— Каково тебе свалиться со своего небосклона к простым смертным? — плюнул тогда ему в разбитое лицо один из надзирателей, склонившись над ним. О, Рихард бы тогда рассказал ему, что он даже помыслить не может, каково это действительно падать с неба на землю в подбитой машине в бою с противником! Но физических сил больше не было. Даже произнести разбитым ртом несколько слов.
В ту ночь оба соседа Рихарда не давали ему спать, вызывая очередной приступ дичайшей мигрени, от которой в очередной раз хотелось разбить голову о каменную кладку стены. Молодой солдат, перепуганный увиденным избиением, плакал в голос, как младенец, а эсэсовец, выведенный из себя этим рыданием, бесновался в своей камере и орал в окно, чтобы тот заткнулся. Пока обоих не заставили замолчать надзиратели…
Рихард после того едва не сломался, к своему стыду. Когда в очередной раз перед ним положил гауптштумрфюрер лист бумаги и перо, по привычке начиная допрос с требования написать признание, он едва не сделал это и не написал о том, что виноват перед рейхом за то, что полюбил русскую шпионку. Виноват, что ошибся. Что не досмотрел. Слишком был откровенен с ней. Слишком верил ей и слишком любил ее.
Но в последний момент, когда перо коснулось бумаги, Рихард понял, что не сможет написать имя Ленхен и вообще рассказать их историю на бумаге.

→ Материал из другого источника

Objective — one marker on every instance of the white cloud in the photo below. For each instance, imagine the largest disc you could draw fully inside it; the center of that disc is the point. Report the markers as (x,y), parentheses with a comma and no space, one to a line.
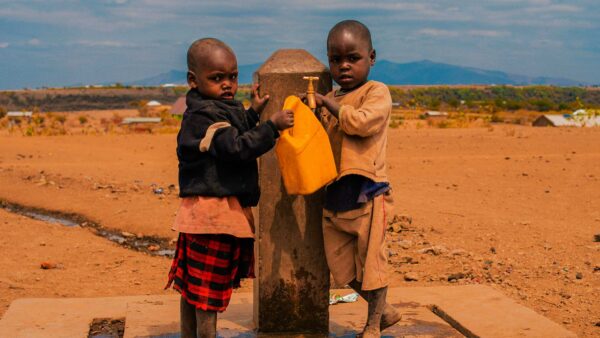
(438,32)
(488,33)
(104,43)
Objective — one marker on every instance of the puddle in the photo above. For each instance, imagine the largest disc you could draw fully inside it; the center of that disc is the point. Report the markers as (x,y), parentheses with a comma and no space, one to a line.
(31,213)
(107,328)
(151,245)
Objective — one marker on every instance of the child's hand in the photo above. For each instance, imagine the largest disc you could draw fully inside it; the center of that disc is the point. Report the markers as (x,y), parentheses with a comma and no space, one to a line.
(323,101)
(283,119)
(319,99)
(258,103)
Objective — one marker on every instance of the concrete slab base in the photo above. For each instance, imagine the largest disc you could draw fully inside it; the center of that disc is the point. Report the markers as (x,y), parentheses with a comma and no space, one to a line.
(474,311)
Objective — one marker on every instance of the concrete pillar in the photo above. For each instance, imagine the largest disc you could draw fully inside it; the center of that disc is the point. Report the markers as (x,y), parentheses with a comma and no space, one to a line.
(292,287)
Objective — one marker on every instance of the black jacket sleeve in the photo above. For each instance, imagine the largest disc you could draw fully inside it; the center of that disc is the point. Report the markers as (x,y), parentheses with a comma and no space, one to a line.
(230,145)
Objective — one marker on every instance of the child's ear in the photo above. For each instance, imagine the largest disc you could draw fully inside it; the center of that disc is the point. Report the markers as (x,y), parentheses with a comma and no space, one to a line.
(372,57)
(192,81)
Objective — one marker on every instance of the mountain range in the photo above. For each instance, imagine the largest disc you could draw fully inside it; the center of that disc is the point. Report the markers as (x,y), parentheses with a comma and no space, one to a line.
(423,72)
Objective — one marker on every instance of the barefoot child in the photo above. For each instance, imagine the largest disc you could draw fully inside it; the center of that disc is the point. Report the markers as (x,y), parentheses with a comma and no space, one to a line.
(359,201)
(217,148)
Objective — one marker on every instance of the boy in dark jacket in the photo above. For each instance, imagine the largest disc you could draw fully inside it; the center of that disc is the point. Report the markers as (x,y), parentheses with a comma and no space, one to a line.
(217,148)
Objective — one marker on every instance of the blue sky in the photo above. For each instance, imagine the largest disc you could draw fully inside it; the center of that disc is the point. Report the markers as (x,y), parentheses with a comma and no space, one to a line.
(64,42)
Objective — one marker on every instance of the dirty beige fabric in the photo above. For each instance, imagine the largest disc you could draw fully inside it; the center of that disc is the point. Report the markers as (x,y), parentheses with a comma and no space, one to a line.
(214,215)
(355,243)
(359,138)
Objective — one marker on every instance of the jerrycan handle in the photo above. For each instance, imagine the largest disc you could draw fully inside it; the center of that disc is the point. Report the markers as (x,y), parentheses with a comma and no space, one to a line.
(310,92)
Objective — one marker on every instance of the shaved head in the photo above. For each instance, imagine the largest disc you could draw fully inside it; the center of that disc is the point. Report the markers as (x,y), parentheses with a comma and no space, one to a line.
(353,27)
(202,50)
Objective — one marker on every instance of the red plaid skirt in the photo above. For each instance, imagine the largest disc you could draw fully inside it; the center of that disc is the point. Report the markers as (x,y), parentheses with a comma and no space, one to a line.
(207,267)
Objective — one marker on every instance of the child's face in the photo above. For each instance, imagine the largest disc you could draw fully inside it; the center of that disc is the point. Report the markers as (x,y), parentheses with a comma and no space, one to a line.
(217,75)
(349,59)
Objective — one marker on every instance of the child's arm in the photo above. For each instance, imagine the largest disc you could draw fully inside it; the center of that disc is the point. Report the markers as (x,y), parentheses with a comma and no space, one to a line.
(229,144)
(366,120)
(258,105)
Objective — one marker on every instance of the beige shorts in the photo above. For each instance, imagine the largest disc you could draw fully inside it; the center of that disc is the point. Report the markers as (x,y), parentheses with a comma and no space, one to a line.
(355,243)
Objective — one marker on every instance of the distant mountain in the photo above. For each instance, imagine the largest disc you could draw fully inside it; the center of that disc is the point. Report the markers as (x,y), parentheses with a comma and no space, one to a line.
(432,73)
(180,77)
(423,72)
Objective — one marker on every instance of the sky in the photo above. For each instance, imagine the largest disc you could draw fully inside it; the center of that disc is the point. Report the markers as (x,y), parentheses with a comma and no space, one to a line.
(68,42)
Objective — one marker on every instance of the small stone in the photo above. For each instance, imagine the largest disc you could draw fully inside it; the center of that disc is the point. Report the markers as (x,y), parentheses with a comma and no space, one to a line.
(459,252)
(434,250)
(48,265)
(405,244)
(455,277)
(411,277)
(565,295)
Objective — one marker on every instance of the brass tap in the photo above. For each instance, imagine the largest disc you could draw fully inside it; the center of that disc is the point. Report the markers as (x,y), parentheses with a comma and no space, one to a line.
(310,92)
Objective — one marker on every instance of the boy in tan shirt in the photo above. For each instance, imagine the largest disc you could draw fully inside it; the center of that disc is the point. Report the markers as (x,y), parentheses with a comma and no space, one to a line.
(359,201)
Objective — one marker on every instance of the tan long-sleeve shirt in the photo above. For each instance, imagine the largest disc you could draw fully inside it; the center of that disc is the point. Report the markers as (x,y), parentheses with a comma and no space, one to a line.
(359,138)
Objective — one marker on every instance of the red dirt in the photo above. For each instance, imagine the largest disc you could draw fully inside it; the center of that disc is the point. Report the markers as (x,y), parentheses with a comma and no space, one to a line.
(512,207)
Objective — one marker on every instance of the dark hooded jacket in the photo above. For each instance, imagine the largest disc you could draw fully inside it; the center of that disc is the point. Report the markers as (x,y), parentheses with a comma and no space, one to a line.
(217,147)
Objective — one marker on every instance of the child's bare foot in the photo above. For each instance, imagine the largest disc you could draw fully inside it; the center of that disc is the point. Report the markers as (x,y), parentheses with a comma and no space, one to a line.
(206,322)
(370,332)
(390,316)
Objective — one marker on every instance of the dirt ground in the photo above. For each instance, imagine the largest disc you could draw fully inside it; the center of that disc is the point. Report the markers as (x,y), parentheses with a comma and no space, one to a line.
(513,207)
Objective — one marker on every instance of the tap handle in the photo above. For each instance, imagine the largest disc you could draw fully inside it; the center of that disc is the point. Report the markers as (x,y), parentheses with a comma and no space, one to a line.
(310,92)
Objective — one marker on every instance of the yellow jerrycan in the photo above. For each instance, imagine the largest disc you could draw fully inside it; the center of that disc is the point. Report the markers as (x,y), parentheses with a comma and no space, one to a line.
(304,152)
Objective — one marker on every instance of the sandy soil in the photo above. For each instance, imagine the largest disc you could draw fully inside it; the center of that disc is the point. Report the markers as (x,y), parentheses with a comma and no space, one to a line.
(512,207)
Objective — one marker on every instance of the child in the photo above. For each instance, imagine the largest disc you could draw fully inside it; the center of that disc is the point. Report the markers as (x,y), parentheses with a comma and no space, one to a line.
(217,148)
(354,217)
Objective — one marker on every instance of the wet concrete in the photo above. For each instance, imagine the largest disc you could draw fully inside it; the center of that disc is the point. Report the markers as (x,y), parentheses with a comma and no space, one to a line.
(293,278)
(479,309)
(159,246)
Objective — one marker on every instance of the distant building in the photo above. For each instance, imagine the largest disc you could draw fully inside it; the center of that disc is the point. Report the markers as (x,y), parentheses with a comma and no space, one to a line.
(19,114)
(179,107)
(141,120)
(436,114)
(566,120)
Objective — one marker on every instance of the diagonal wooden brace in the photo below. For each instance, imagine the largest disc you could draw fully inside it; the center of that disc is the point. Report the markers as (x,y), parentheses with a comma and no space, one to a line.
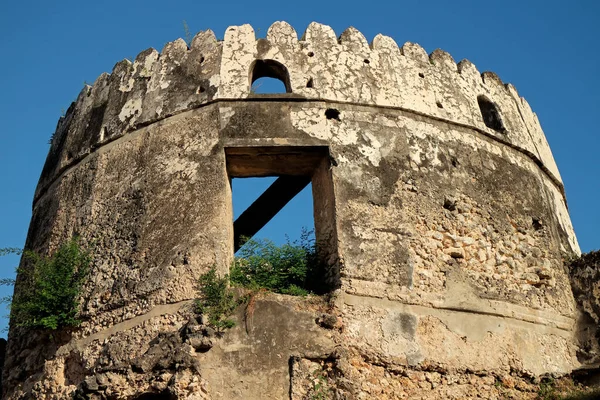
(268,204)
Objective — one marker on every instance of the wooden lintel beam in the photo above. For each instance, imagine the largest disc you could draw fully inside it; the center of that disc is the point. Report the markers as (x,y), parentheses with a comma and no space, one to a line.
(268,204)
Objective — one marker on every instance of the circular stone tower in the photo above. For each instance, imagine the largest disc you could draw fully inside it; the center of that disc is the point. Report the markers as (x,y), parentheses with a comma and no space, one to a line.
(439,213)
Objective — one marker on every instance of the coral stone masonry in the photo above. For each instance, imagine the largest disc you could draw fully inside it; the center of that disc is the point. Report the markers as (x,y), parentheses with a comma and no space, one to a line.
(440,217)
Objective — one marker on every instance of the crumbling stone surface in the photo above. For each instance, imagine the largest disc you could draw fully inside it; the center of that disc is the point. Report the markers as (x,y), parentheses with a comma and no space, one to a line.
(444,238)
(585,281)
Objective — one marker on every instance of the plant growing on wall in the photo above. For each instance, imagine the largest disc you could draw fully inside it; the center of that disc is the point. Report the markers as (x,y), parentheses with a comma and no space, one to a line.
(48,298)
(216,300)
(291,268)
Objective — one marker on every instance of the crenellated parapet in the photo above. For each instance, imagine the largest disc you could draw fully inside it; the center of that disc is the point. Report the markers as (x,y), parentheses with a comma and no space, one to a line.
(439,218)
(319,66)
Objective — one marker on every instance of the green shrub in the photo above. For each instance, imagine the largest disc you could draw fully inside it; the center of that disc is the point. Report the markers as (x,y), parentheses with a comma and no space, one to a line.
(288,269)
(50,288)
(216,300)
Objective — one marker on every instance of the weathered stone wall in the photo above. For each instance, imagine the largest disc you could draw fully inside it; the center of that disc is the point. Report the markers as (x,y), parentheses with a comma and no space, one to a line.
(446,237)
(585,281)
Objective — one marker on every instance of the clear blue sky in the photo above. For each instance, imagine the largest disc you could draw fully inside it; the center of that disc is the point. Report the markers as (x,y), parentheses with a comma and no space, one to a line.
(548,49)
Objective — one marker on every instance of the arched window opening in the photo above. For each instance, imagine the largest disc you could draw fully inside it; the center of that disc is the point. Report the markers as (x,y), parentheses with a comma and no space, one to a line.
(268,77)
(491,115)
(292,188)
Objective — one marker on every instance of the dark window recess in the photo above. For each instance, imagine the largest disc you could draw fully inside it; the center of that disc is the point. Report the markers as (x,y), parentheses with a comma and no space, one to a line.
(490,114)
(165,395)
(269,76)
(291,170)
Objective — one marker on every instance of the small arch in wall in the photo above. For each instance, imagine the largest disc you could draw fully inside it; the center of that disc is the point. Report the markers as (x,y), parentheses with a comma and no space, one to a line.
(491,114)
(164,395)
(270,69)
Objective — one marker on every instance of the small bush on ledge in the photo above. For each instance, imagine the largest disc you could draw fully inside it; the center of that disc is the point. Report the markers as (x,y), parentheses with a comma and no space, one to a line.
(50,289)
(216,300)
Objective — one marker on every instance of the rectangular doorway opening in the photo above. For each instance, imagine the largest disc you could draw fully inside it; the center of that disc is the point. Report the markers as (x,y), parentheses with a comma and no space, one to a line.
(284,218)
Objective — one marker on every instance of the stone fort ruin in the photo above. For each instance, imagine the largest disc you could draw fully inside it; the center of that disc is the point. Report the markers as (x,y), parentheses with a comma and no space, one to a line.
(439,212)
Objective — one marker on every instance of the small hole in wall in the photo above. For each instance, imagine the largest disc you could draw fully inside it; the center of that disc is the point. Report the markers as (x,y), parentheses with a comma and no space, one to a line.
(332,113)
(490,114)
(269,76)
(449,203)
(536,223)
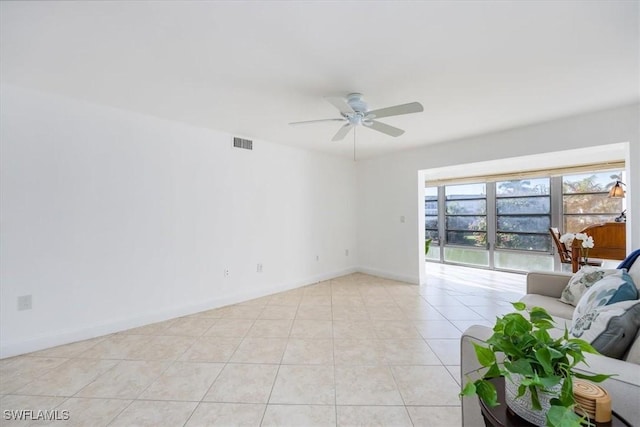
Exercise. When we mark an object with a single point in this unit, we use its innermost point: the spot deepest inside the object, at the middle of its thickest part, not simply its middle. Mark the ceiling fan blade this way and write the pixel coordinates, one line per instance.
(384, 128)
(412, 107)
(317, 121)
(341, 105)
(342, 132)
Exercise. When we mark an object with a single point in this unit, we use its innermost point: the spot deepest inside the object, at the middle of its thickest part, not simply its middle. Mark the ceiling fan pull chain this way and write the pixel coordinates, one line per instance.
(354, 144)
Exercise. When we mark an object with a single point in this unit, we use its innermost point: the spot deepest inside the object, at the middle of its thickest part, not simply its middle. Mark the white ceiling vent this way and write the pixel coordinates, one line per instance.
(247, 144)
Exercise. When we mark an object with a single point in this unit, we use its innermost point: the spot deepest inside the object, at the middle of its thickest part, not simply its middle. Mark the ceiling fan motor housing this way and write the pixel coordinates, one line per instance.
(357, 103)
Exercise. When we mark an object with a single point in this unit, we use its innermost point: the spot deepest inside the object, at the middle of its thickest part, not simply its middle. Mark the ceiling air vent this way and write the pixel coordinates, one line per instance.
(247, 144)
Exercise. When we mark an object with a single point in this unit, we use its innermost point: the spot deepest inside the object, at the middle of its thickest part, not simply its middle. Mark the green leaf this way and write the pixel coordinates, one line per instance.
(548, 382)
(519, 305)
(566, 393)
(516, 325)
(468, 390)
(485, 356)
(543, 356)
(493, 372)
(487, 392)
(560, 416)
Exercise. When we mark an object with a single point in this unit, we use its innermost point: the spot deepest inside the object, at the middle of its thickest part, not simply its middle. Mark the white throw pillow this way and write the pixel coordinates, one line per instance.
(581, 281)
(608, 315)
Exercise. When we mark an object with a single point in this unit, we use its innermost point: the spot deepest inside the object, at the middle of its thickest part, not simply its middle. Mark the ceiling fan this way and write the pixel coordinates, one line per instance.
(354, 112)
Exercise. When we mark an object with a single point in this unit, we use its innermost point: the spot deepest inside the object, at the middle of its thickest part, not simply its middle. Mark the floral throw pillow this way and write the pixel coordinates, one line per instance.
(581, 281)
(608, 315)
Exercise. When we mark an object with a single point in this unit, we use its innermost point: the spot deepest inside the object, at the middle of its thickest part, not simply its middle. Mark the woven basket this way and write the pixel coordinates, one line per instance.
(522, 405)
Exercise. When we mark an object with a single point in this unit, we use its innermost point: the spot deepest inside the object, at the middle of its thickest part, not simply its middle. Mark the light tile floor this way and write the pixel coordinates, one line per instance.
(356, 350)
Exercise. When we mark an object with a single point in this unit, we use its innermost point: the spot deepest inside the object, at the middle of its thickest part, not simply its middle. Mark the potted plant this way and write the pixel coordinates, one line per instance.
(538, 369)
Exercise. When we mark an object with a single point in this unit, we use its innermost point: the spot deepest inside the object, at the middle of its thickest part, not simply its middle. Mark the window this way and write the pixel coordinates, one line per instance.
(504, 222)
(431, 214)
(431, 222)
(523, 214)
(585, 200)
(466, 214)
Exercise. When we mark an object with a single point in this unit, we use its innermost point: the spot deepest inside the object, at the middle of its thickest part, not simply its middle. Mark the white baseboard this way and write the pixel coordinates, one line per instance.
(387, 275)
(14, 348)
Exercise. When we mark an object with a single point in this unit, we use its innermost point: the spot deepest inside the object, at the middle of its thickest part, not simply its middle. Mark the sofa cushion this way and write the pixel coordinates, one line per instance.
(612, 288)
(611, 329)
(581, 281)
(553, 306)
(633, 354)
(634, 272)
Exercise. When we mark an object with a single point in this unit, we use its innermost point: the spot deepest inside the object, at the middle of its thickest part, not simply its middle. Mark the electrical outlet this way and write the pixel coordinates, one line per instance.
(25, 302)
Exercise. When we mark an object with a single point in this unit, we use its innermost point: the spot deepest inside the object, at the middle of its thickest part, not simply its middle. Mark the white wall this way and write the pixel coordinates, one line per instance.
(390, 187)
(112, 219)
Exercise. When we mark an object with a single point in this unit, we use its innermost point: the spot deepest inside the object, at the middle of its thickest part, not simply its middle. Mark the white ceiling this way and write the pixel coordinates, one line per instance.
(249, 68)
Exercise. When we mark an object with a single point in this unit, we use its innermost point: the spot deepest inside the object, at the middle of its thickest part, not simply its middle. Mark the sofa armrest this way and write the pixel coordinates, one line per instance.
(624, 388)
(547, 283)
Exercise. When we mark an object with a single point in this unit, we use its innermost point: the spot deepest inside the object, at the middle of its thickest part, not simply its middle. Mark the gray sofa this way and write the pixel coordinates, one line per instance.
(543, 290)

Не здесь и не для этих людей. Кто-то сказал бы, что она была мертва, и ей уже было все равно. Но для Рихарда это было невыносимо — произносить ее имя здесь, в этих стенах, где ее будут склонять на разные лады. Где никто не поймет того, что произошло когда-то. Он не хотел, чтобы то единственное светлое, которое у него сейчас осталось, вывернули наизнанку и замарали. Достаточно было того, что все это и так было покалечено с самого начала, как Рихард понял со временем.